Watch Dogs is an upcoming American action adventure film directed by Mathieu Turi and written by Christie LeBlanc and Victoria Bata. It is based on the video game series published by Ubisoft. The film will feature an original story set within the series' fictional universe. It stars Sophie Wilde, Tom Blyth, and Markella Kavenagh.

==Cast==
- Sophie Wilde
- Tom Blyth
- Markella Kavenagh

==Production==
In June 2013, it was announced by Ubisoft that they were developing live-action adaptations of Watch Dogs, Far Cry, and Rabbids.
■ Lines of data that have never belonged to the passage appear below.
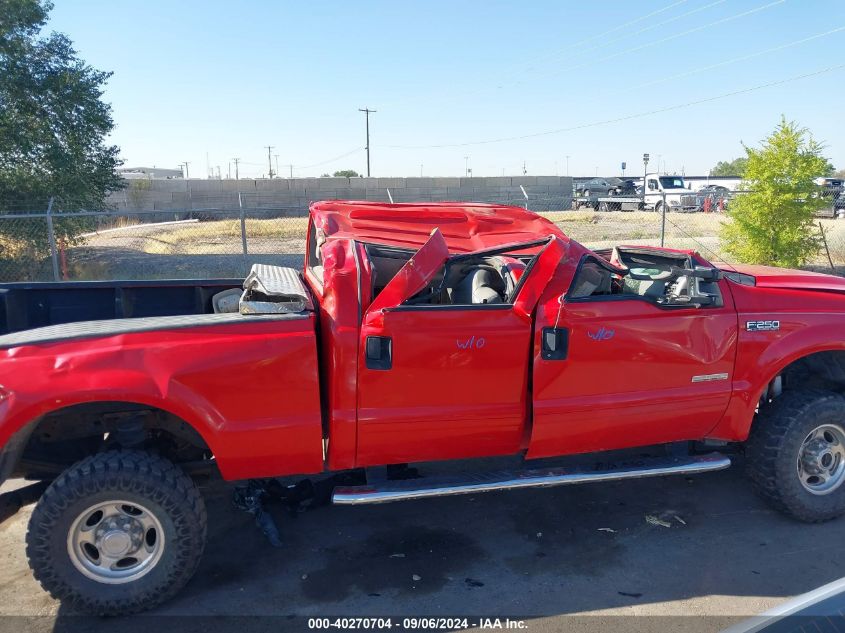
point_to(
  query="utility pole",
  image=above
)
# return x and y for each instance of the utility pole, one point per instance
(270, 159)
(367, 112)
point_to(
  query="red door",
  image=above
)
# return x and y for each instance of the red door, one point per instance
(442, 382)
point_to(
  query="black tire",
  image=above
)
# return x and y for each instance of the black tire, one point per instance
(773, 447)
(137, 477)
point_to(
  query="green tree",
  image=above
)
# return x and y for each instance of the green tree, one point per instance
(773, 223)
(346, 173)
(53, 121)
(735, 167)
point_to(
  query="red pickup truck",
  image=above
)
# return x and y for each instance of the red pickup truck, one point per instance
(415, 333)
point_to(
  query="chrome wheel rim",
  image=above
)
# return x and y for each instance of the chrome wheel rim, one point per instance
(115, 542)
(821, 459)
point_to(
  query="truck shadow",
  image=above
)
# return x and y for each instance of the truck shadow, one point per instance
(539, 553)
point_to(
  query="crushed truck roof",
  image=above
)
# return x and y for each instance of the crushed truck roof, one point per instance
(466, 227)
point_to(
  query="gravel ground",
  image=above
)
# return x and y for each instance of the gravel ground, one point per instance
(545, 555)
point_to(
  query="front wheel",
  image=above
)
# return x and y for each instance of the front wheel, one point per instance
(117, 533)
(796, 455)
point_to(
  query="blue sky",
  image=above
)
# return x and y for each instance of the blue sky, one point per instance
(224, 79)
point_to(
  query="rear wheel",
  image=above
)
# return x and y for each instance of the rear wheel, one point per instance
(117, 533)
(796, 455)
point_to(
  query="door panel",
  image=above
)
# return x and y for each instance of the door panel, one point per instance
(635, 374)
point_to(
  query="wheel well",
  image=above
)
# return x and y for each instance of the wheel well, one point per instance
(63, 437)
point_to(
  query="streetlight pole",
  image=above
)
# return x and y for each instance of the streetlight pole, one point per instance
(367, 112)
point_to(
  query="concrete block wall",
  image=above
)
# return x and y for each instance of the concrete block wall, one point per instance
(292, 195)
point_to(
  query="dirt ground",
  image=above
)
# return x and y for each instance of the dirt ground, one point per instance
(544, 555)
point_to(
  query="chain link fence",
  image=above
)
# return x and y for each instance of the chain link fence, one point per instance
(62, 243)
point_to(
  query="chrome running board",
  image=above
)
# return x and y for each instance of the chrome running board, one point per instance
(387, 491)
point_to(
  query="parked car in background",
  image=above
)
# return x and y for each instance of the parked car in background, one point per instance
(595, 187)
(589, 192)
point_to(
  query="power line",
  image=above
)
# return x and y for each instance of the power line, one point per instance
(628, 117)
(529, 62)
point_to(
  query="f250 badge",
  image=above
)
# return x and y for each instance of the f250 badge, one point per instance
(762, 326)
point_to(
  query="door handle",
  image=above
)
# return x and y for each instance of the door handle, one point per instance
(555, 345)
(379, 352)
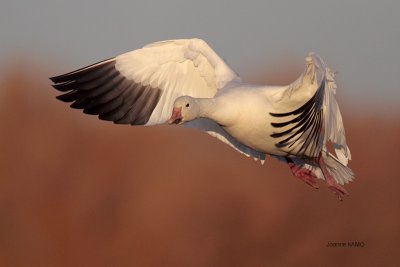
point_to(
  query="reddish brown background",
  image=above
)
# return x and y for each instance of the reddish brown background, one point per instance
(75, 191)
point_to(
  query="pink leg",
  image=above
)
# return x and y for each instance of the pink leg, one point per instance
(332, 184)
(303, 174)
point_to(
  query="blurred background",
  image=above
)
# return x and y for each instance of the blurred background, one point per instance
(76, 191)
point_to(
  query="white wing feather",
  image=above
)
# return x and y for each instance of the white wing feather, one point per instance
(177, 67)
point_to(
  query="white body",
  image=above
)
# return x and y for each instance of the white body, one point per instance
(142, 86)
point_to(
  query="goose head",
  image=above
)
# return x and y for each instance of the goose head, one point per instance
(185, 109)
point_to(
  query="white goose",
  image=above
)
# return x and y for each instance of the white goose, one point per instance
(187, 79)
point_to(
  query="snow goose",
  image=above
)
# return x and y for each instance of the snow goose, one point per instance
(185, 82)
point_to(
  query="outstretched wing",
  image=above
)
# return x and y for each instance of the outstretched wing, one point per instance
(140, 87)
(305, 130)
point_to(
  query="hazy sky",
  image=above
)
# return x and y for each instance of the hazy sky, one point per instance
(360, 39)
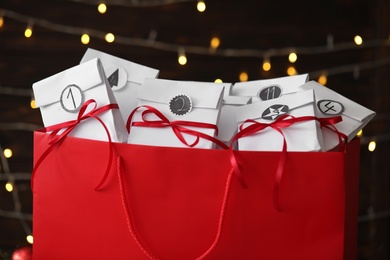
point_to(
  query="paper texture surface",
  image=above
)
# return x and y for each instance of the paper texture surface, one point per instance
(125, 78)
(227, 122)
(60, 97)
(303, 136)
(206, 100)
(261, 90)
(330, 103)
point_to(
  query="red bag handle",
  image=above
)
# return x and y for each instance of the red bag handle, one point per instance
(130, 222)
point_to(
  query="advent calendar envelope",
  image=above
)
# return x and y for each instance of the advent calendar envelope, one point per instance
(61, 96)
(227, 122)
(125, 78)
(329, 103)
(195, 102)
(302, 136)
(261, 90)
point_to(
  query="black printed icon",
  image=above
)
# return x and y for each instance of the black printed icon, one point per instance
(72, 98)
(330, 107)
(180, 105)
(274, 112)
(113, 79)
(270, 92)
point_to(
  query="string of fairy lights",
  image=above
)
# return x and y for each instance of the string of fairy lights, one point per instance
(86, 34)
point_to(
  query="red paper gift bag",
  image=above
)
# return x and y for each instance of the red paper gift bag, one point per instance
(179, 203)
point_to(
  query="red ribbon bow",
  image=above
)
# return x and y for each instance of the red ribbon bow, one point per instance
(282, 122)
(177, 126)
(55, 139)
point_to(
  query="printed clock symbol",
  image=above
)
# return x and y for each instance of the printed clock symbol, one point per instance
(72, 98)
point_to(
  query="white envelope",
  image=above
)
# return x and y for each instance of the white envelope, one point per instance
(125, 78)
(227, 123)
(302, 136)
(60, 97)
(261, 90)
(206, 100)
(329, 103)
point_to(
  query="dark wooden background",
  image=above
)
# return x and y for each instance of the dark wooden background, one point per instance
(249, 24)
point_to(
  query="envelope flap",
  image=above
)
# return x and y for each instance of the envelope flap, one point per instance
(329, 101)
(275, 87)
(236, 100)
(284, 104)
(134, 72)
(84, 76)
(202, 95)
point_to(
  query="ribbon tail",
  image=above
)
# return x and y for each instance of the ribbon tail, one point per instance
(237, 170)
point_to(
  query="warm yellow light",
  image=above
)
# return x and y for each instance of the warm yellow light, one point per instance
(214, 43)
(243, 76)
(266, 65)
(292, 57)
(358, 40)
(182, 59)
(102, 8)
(291, 71)
(322, 79)
(9, 187)
(33, 104)
(28, 32)
(30, 239)
(7, 153)
(109, 37)
(201, 6)
(85, 38)
(371, 146)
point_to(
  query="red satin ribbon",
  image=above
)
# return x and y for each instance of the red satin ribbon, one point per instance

In April 2014, Rhett Reese and Paul Wernick were hired to write the screenplay for the film, with Regency Enterprises as the production company and Sony Pictures Releasing distributing the film. By March 2024, Reese and Wernick had exited the project with Sony Pictures no longer involved in the film, and that Ubisoft Film & Television had teamed up with Mathieu Turi directing and Christie LeBlanc writing the screenplay. Sophie Wilde was cast in the lead role.

In June 2024, Tom Blyth joined the cast in an undisclosed role. It was also announced that the film will feature an original story set within the series' fictional universe. Principal photography began on July 3, 2024, with Daniele Massaccessi serving as the cinematographer. Filming wrapped on September 13, 2024. In September, it became known that Markella Kavenagh joined the cast in an undisclosed role. Reshoots occurred in mid-2025.